According to Angelo Rizzo, cancer treatment should be about adding life to one’s days, as well as adding days to one’s life.
Eddy Davis agrees.
Although the two have never met — Rizzo lives in Atlanta and Davis in Austin, Texas — they both attribute their health to appropriate exercise during and after treatment.
Rizzo had already transitioned his physical therapy business from its emphasis on orthopedic and sports injuries to working with cancer patients when he was diagnosed with chronic myeloid leukemia in 1999.
“I realized during my work with the National Osteoporosis Foundation that many cancer patients develop osteoporosis from chemotherapy and radiation,” Rizzo says.
“No one was addressing this or other treatment side effects that physical therapists know how to deal with, such as severe fatigue, numbness, lymphedema, weakness, difficulty sleeping, depression, anxiety and more,” he says. “Many symptoms can be effectively managed and treated with proper exercise, oncology physical therapy intervention and guidance in making needed lifestyle changes.”
To practice what you preach
It wasn’t until the third month of Rizzo’s own treatment — his first clinical trial at MD Anderson under the care of Hagop Kantarjian, M.D., professor and chair of the Department of Leukemia — that his extreme fatigue finally got his attention and made him realize he wasn’t exercising at all.
“I wasn’t practicing what I preach,” he says. “While we were waiting to find a donor for a bone marrow transplant, I was on a triple chemotherapy regimen that was debilitating. I continued to work and run my practice, but a two-hour work day was a good day for me. Fortunately, a new clinical trial offered a more promising drug that had just come out — Gleevec. Within six months, I went from partial remission to complete remission, and my quality of life escalated,” he says.
As a 14-year cancer survivor, Rizzo empathizes with his patients when they say they don’t want to do anything. It took him a while, but when he started the exercise program, he realized its impact on his quality of life.
“I was determined that if I got through this treatment, I needed to educate the medical community and other survivors,” he says. “It was the true start of my oncology rehab mission.”
Golf professional on the rebounder
Eddy Davis calls himself the “resident artist” at the Jimmy Clay-Roy Kizer Municipal Golf Courses in Austin.
Originally diagnosed with non-Hodgkin B-cell lymphoma in 2003, the golf pro came to MD Anderson in June 2009, having exhausted his treatment options in Austin. About the same time, he got the shingles. That’s when the rebounder came into his life.
“I was too consumed with working and paying bills,” he says. “My wife, Aimee, was the proactive one. She found a soft-bounce rebounder [jumping mat] online. I looked at it, read about it and decided it made perfect sense.”
Davis bounced through the pain of shingles, and the rebounder accompanied him to MD Anderson and through high-dose chemotherapy.
“But the chemotherapy was wearing me out,” he says. “You come to the point when you don’t even have the energy to walk around the neighborhood.
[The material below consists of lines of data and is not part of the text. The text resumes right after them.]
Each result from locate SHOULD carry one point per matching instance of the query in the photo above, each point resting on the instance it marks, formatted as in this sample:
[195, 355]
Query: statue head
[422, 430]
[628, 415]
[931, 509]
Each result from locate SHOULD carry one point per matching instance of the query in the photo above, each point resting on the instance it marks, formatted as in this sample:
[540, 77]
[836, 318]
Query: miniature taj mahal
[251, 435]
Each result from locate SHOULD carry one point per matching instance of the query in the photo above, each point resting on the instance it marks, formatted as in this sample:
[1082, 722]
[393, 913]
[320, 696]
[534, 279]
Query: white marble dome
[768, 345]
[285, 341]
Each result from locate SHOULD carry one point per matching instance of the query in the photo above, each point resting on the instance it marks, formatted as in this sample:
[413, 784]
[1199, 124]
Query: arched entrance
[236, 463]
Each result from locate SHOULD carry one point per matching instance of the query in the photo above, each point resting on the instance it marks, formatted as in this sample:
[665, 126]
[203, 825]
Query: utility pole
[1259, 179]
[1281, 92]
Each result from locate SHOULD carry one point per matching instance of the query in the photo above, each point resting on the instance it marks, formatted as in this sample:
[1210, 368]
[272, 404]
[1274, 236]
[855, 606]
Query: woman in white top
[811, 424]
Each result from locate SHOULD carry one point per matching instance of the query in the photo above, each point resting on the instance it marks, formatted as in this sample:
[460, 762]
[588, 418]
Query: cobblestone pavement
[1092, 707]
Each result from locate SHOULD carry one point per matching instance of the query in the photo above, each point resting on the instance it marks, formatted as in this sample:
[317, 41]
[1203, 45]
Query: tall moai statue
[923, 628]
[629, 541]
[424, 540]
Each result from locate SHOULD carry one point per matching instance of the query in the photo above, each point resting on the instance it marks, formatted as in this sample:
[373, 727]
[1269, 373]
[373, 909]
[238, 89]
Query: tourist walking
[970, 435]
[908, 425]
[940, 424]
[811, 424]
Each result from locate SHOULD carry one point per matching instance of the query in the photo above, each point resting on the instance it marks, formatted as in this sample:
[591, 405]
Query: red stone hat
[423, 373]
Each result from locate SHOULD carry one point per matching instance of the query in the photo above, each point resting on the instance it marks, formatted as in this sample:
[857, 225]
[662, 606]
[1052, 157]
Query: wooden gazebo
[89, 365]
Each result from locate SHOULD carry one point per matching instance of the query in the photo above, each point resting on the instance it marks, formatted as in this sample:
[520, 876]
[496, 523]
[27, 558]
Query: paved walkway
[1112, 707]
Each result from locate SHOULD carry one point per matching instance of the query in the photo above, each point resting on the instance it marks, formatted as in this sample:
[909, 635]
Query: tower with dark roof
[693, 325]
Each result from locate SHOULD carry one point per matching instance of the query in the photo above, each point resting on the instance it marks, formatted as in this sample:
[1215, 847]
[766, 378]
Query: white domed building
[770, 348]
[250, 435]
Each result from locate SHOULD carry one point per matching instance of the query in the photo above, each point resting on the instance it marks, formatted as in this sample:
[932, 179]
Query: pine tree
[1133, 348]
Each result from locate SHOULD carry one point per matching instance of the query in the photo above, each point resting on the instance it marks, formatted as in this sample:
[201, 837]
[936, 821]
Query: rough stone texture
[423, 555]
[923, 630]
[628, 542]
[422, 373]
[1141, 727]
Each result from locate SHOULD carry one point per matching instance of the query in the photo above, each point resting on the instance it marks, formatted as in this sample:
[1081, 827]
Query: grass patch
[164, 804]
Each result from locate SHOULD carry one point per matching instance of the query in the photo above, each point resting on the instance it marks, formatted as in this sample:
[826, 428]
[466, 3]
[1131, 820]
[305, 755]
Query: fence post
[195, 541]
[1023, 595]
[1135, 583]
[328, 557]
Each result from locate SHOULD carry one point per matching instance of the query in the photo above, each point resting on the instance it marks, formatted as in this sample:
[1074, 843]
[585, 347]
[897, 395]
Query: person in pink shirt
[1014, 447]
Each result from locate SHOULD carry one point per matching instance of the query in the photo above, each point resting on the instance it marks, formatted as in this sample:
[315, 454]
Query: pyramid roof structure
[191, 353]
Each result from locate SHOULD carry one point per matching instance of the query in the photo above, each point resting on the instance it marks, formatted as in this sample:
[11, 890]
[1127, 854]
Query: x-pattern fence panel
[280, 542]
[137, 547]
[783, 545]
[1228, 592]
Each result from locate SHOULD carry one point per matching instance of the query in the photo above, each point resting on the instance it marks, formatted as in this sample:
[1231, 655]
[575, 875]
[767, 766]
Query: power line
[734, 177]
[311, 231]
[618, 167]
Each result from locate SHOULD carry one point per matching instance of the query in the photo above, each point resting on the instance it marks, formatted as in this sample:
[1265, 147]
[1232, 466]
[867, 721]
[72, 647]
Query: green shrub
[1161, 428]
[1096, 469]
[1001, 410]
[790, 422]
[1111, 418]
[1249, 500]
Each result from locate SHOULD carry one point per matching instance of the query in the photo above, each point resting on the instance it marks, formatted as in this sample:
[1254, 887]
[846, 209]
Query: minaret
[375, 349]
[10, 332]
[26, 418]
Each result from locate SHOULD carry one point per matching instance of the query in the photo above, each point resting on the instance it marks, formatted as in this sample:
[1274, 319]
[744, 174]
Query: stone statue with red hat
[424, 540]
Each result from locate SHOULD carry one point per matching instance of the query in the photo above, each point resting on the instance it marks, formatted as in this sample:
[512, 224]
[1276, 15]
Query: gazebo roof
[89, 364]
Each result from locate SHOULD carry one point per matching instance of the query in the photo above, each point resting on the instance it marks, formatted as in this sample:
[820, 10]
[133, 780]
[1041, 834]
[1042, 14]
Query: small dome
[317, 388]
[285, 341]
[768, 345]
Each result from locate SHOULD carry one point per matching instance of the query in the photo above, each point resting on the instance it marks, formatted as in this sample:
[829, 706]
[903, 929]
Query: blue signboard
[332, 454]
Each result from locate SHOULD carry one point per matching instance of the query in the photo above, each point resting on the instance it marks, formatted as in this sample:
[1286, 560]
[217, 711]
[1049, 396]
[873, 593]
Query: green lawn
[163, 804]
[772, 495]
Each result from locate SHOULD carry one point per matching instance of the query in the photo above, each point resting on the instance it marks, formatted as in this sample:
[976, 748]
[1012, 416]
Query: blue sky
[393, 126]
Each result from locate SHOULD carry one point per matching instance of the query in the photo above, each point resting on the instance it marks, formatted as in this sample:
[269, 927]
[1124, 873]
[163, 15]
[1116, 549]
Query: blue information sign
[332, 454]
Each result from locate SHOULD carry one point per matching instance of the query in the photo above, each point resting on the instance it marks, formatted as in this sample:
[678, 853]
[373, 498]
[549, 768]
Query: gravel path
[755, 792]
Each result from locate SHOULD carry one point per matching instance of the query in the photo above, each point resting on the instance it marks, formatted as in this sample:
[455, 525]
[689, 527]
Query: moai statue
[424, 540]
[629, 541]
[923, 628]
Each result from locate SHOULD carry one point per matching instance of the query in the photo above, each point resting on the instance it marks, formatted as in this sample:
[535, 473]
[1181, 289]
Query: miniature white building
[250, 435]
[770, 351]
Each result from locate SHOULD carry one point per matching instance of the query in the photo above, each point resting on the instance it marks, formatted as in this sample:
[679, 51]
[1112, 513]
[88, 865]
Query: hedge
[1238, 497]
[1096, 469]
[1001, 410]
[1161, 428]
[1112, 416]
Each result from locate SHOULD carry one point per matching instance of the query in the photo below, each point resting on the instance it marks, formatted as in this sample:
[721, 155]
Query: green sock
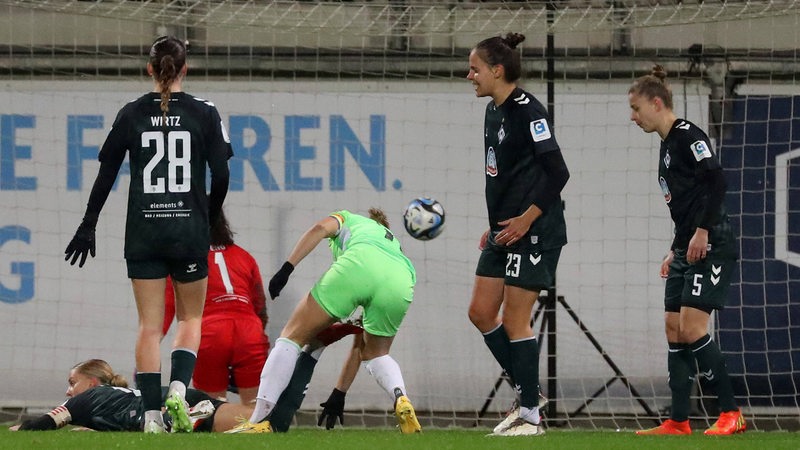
[499, 345]
[680, 364]
[525, 364]
[711, 363]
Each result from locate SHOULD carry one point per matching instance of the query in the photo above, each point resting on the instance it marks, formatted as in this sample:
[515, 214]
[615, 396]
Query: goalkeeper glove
[82, 244]
[280, 279]
[332, 409]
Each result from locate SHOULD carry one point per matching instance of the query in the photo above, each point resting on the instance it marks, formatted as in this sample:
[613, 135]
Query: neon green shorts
[370, 278]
So I made myself get off the couch and use the rebounder two minutes every hour to move my lymphatic system.”
When the chemotherapy failed him in 2010, he was told a stem cell transplant was his only chance of survival. Under the care of Borje Andersson, M.D., Ph.D., professor in MD Anderson’s Department of Stem Cell Transplantation and Cellular Therapy, he prepared for an autologous (using his own blood cells) transplant.
“I stayed on the rebounder through the entire stem cell process,” he says. “I’d be bouncing when the nurses came in and they’d say, ‘What’re you doing? Are you approved to do that?’”
He assured them that he wasn’t going to do any back flips, and he was quick to explain that the soft-bounce equipment would not cause stress in his joints or knee problems.
“This was the one constant when I went through treatments,” he says. “I could see that if I had the rebounder with me, I could stay in relatively good shape. All my numbers stayed good. And after the transplant, when I went into isolation — even though I was throwing up and losing my hair — I always got on the rebounder. I would sometimes crawl onto the thing when I couldn’t walk, but that was enough for me.”
Rizzo says that, while few practices focus specifically on using physical therapy to combat the symptoms of cancer treatment, the need for this service is becoming increasingly recognized among physicians and patients.
He recommends that cancer survivors be more proactive, asking their doctors to refer them to oncology physical therapists at the earliest sign of side effects, when they can be more easily managed or eliminated.
Today, 65% of referrals to his Atlanta business, Therapeutic Solutions, are oncology-based, from breast cancer surgeons, as well as medical and radiation oncologists.
“Physical therapy helps heal the mind, body and soul at the functional level,” he says. “My patients see the benefits of having trained professionals coach them through every step of their recovery as they work to restore normalcy to the many roles they play in their lives.”